It seems the regex matching is a function of Watir WebDriver in this case, not PageObject. (PageObject may implement its own additional matching when used with bare Selenium WebDriver.)

After looking through the Watir source and the Selenium docs, I'm not sure there are any straightforward and 'clean' optimizations to be made.

https://github.com/watir/watir-webdriver/blob/97b54739dedbdb55c69571c5d7ca35b4bc6a91a3/lib/watir-webdriver/locators/element_locator.rb#L151

Watir begins to iterate over the elements found by the simplified selector here. I thought WebDriver might have a operation for including attributes in the results of findElements, but it doesn't. One other possibility would be to use execute_script to perform a batch retrieval of attributes for a given set of elements, but the resulting attribute values may not be identical to those returned by WebDriver—WD returns the values as they were when the page originally loaded, not their current values.

https://github.com/watir/watir-webdriver/blob/97b54739dedbdb55c69571c5d7ca35b4bc6a91a3/lib/watir-webdriver/locators/element_locator.rb#L176
https://github.com/watir/watir-webdriver/blob/97b54739dedbdb55c69571c5d7ca35b4bc6a91a3/lib/watir-webdriver/locators/element_locator.rb#L191

This is where Watir calls out to getElementAttribute for each element found by the simplified selector. Again, I thought WebDriver might have an operation to retrieve element attributes in bulk, but it doesn't.

https://github.com/watir/watir-webdriver/blob/97b54739dedbdb55c69571c5d7ca35b4bc6a91a3/lib/watir-webdriver/locators/element_locator.rb#L91

This is where Watir originally gives up using a pure WebDriver selector. One possibility at this point might be to detect trivial regexps (containing only literal characters) and convert them to xpath expressions. It's the least icky optimization I can think of and it would probably cover most cases.
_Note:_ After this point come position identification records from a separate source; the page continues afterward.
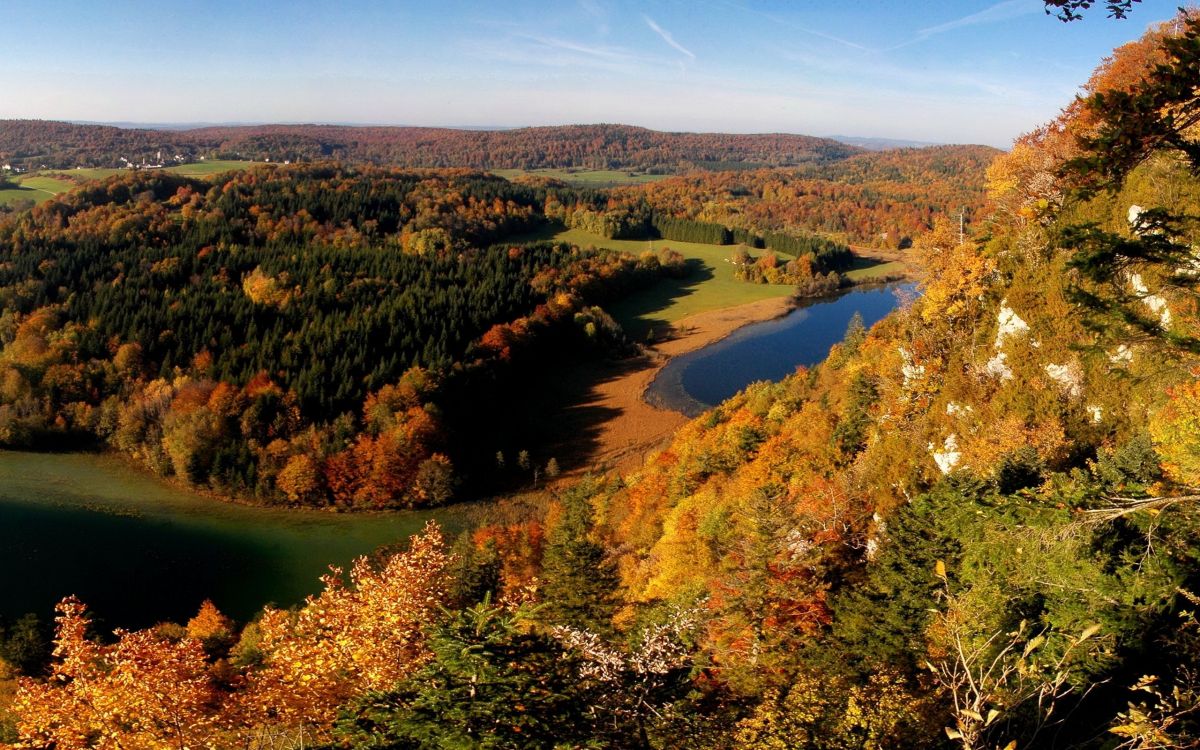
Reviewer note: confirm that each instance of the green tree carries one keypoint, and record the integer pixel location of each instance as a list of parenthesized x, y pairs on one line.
[(491, 683)]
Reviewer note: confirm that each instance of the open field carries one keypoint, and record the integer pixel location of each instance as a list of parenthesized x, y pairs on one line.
[(45, 185), (193, 169), (868, 269), (708, 286), (585, 178), (34, 187)]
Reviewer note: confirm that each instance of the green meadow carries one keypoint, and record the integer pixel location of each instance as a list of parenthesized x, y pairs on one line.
[(709, 283), (585, 178), (45, 185), (708, 286)]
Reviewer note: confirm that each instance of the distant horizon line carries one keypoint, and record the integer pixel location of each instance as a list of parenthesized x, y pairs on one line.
[(202, 124)]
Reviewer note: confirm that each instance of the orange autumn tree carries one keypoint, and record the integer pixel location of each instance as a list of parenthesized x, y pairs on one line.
[(149, 690), (142, 691)]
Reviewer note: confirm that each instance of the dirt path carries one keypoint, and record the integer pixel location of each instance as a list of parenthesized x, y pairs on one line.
[(636, 427)]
And now I am totally confused by my page-object gem installation embedding both the selenium and watir drivers. Too many layers for my little brain :-(

When using a regex on a href

a(:view_history, href: /action=history/)

One of page-objects / watir / selenium, should know it is going to need the A element together with its href attribute. So maybe that could use a crafted xpath selector such as:

browser.find_elements(how=tag_name, what=a['href'])
                                           ^^^^^^

I speculate the elements would have the href pre populated thus when invoking:

matches_selector(a :href)

fetch_values(a, ::ref)

element.attribute(:href)

The element would yield the value directly instead of having to query the webrowser. But don't quote me on that, I have no real clue how the code works :-\


With xpath, page objects emits a single query to the browser. I guess the xpath selector is handled by the browser and yield the only element matching. All good.

a(:view_history, xpath: "//a[contains(@href, 'action=history')]")
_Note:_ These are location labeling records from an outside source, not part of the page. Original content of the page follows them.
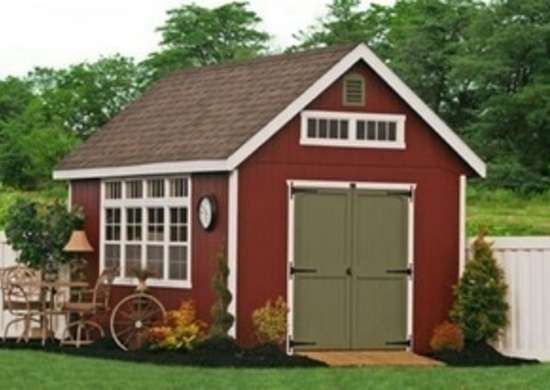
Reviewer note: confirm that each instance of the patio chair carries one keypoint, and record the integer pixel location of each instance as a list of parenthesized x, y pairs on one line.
[(21, 297), (80, 332)]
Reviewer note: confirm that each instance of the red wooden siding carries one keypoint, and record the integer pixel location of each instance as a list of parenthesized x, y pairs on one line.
[(86, 193), (427, 161)]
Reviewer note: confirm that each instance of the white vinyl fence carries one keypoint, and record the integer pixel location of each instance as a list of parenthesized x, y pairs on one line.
[(526, 264), (7, 259)]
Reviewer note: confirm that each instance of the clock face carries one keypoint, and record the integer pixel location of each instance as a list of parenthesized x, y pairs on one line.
[(207, 212)]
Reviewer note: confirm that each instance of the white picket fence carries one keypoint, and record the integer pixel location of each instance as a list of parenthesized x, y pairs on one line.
[(526, 263), (7, 259)]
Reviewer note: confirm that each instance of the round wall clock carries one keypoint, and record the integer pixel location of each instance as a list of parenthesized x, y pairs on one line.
[(207, 211)]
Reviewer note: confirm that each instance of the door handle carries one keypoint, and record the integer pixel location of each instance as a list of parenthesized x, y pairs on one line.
[(403, 271)]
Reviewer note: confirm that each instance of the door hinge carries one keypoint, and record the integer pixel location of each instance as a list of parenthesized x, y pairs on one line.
[(406, 193), (405, 343), (402, 271), (294, 343), (299, 270)]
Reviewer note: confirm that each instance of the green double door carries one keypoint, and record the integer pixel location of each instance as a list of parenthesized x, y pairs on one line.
[(350, 269)]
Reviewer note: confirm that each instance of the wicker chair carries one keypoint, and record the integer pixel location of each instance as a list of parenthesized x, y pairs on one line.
[(21, 297), (81, 331)]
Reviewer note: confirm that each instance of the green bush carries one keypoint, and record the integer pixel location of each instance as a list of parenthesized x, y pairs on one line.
[(480, 307)]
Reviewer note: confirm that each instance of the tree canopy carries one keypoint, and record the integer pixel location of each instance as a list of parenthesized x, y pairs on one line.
[(483, 66)]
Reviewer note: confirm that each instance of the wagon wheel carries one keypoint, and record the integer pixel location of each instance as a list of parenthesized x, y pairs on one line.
[(132, 318)]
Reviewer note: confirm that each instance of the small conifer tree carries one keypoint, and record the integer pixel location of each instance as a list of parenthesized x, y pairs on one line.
[(480, 307), (222, 320)]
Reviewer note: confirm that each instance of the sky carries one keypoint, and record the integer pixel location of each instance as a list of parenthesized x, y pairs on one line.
[(57, 33)]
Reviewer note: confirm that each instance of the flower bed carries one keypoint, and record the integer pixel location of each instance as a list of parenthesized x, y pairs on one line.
[(211, 353)]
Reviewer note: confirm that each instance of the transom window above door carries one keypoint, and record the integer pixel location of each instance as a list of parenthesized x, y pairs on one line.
[(145, 223), (345, 129)]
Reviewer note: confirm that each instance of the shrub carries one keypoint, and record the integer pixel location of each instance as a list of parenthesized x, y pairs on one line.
[(480, 307), (179, 330), (222, 320), (447, 337), (269, 322)]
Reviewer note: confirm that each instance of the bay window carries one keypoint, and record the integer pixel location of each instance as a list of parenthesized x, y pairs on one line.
[(145, 224)]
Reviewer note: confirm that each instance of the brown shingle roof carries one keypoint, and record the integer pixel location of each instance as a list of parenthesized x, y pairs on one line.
[(203, 113)]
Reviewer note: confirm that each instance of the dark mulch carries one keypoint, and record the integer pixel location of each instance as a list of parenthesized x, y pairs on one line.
[(212, 353), (480, 354)]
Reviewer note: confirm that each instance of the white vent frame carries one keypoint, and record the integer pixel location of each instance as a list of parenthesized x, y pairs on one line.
[(352, 141)]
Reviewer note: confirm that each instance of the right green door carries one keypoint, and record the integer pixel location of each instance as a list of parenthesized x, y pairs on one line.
[(352, 247)]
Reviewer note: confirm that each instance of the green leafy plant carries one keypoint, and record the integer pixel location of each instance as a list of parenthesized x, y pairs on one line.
[(447, 337), (269, 322), (40, 231), (222, 320), (180, 329), (480, 307)]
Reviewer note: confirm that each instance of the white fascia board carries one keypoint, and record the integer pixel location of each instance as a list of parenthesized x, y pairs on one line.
[(360, 52), (143, 169)]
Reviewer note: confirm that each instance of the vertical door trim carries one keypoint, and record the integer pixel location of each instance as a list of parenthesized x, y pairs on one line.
[(232, 244), (339, 185)]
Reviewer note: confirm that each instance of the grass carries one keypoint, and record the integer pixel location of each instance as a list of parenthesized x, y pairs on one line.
[(506, 213), (39, 370), (9, 195)]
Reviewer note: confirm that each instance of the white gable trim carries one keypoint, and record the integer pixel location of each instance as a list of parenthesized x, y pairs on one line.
[(143, 169), (360, 52)]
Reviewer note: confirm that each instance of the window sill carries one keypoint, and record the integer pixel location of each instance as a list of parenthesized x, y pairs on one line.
[(132, 282)]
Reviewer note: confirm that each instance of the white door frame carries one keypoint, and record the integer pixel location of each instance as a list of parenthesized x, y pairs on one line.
[(347, 185)]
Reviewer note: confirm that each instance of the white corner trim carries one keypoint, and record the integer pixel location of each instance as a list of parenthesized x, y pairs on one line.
[(462, 224), (352, 118), (360, 52), (163, 168), (232, 244)]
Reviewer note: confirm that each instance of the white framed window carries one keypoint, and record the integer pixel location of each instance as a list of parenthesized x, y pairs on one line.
[(353, 93), (346, 129), (145, 223)]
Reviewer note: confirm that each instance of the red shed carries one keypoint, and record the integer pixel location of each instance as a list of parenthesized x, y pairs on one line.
[(322, 175)]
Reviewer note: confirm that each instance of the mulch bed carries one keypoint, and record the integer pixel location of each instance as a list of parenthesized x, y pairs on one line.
[(212, 353), (480, 354)]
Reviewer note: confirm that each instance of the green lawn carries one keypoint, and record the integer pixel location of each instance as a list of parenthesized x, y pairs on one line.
[(39, 370), (506, 213)]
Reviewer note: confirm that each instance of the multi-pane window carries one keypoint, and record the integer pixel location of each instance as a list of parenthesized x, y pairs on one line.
[(346, 129), (145, 225), (155, 188)]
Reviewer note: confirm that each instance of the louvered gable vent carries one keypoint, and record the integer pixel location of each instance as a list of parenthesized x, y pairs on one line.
[(354, 90)]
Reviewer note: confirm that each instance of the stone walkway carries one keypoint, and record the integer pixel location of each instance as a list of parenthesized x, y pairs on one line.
[(371, 358)]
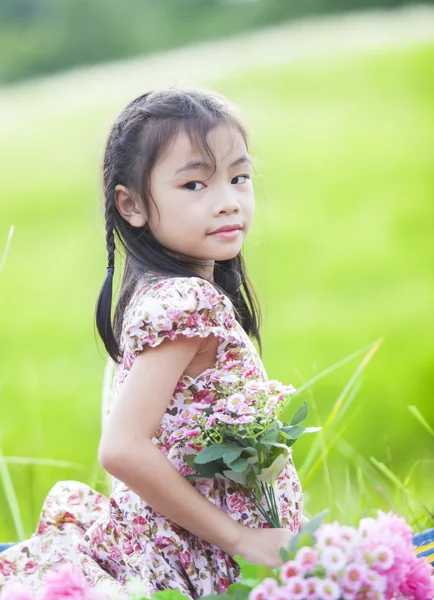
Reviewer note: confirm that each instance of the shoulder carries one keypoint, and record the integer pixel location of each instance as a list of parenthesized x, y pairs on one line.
[(168, 307), (188, 292)]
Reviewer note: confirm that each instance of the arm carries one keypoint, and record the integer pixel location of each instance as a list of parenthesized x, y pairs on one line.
[(127, 452)]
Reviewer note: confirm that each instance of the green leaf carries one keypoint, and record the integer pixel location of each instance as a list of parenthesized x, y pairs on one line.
[(239, 590), (294, 431), (234, 476), (270, 474), (169, 595), (300, 414), (210, 453), (271, 435), (275, 445), (250, 450), (239, 465), (232, 453), (189, 459)]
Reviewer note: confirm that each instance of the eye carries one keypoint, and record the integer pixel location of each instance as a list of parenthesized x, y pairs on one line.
[(192, 183), (245, 177)]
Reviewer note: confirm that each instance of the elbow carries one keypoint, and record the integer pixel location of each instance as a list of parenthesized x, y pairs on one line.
[(112, 458)]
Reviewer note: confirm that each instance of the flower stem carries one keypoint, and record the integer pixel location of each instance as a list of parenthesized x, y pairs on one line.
[(272, 506), (266, 516)]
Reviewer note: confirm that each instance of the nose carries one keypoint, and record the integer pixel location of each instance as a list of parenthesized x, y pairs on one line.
[(227, 202)]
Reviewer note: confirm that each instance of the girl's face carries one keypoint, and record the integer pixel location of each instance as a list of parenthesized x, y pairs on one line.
[(192, 205)]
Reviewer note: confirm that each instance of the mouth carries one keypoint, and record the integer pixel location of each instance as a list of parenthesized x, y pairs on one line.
[(227, 229)]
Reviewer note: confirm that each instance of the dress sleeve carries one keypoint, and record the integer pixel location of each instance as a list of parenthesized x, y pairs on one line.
[(188, 306)]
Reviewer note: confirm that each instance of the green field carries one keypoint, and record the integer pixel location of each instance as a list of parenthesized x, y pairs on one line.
[(341, 253)]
I don't think that including the attribute in the xpath predicate will cause WebDriver to include to the attribute in the response, but I could be wrong. It's worth an experiment.

https://github.com/watir/watir-webdriver/blob/97b54739dedbdb55c69571c5d7ca35b4bc6a91a3/lib/watir-webdriver/locators/element_locator.rb#L91

This is where Watir originally gives up using a pure WebDriver selector. One possibility at this point might be to detect trivial regexps (containing only literal characters) and convert them to xpath expressions. It's the least icky optimization I can think of and it would probably cover most cases.

I experimented with this a bit and came up with https://github.com/watir/watir-webdriver/pull/331

hashar removed hashar as the assignee of this task.Apr 8 2015, 8:17 AM

I am not actively working on this since I lack even the most basic ruby skills :(

The PR for optimization of regexp selectors has been merged.

Updating to the latest version of watir-webdriver should solve the problem.

Make sure to check the status of related patch https://gerrit.wikimedia.org/r/#/c/200767/

That changes replaces a bunch of selectors href: /regex/ to use id: foo instead. That is much faster since in watir_webdriver that is a single network roundtrip and the browser yields the single element matching. Whereas with href: /regex/ (subject of this bug) it ends up doing a network roundtrip for each element.

So the patch should be rebased, amended to fix all href: /regex/ and probably get merged in.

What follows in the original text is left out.